Does an admission test discriminate against women?
This question was asked by the Bucerius Law School in Hamburg, which has been using a law school aptitude test in the selection process for many years. They commissioned us to conduct a fairness analysis.
For a comprehensive fairness analysis, we analyzed anonymized final grades in the LL.B. of 579 students and calculated fairness according to Cleary (1968) and Lawshe (1983). Both models assume that fairness exists if individuals from two groups with the same final grades also have the same test scores. This can be tested statistically in different ways, e.g. by a comparison of regression lines or by differences between standardised predictor and criterion scores for subgroups.

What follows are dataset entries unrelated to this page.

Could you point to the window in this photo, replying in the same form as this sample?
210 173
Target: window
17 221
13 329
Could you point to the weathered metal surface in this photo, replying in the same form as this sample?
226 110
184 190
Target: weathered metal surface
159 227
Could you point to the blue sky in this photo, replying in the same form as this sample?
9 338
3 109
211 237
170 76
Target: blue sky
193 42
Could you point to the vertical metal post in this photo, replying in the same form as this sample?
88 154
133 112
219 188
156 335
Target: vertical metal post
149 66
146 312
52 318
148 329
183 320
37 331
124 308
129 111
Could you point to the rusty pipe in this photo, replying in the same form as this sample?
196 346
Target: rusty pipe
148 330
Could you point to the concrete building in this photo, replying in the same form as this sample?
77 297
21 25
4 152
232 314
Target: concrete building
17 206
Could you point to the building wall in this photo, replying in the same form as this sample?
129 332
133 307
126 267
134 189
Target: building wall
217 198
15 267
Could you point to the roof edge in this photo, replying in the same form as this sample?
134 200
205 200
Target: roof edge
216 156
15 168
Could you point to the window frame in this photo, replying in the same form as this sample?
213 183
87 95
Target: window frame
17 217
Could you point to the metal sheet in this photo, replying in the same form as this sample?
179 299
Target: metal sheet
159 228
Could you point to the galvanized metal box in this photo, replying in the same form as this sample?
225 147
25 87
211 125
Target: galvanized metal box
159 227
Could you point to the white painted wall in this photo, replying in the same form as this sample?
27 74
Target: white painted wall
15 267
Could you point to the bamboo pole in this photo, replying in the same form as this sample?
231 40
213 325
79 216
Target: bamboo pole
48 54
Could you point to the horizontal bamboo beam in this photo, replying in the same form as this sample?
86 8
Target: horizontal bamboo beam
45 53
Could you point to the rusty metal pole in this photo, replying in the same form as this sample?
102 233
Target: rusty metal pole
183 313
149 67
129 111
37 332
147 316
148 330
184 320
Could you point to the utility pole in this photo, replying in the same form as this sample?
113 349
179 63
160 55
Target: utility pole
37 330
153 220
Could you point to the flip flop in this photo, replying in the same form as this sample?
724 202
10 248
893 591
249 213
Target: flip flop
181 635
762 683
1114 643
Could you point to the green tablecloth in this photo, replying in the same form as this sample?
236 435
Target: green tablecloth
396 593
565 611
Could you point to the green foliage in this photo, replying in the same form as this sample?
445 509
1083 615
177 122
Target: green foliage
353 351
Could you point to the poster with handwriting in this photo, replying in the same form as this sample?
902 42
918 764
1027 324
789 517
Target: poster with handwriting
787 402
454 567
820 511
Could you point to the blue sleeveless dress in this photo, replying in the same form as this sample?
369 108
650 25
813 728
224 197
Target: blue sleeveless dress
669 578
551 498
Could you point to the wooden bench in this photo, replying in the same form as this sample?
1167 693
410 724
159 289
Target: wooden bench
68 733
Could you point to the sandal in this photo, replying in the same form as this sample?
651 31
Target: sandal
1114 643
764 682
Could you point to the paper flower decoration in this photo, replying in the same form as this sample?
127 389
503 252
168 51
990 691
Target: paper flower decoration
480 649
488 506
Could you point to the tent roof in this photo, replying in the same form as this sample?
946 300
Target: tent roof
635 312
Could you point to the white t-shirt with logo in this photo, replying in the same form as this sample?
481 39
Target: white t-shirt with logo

The result was that both the selection test and the A-level grades were fair. Moreover, both had good predictive power for final grades. However, we looked not only at the overall results but also at the 5 modules of the test. Two modules did not make a significant additional contribution to prediction beyond the other three modules and also underestimated women’s academic success: slightly, but significantly in at least one of the two statistical calculations.
The results led to a modification of the selection test: we excluded the modules “Conclusions” and “Headings” and replaced them with the module “Language Styles”. We retained the three best modules “Cases and Norms”, “Circumstantial Evidence” and “Graphs and Tables”.
In my eyes, this is the best way to establish fairness: identify and improve critical components of a test based on an empirical analysis of fairness and validity.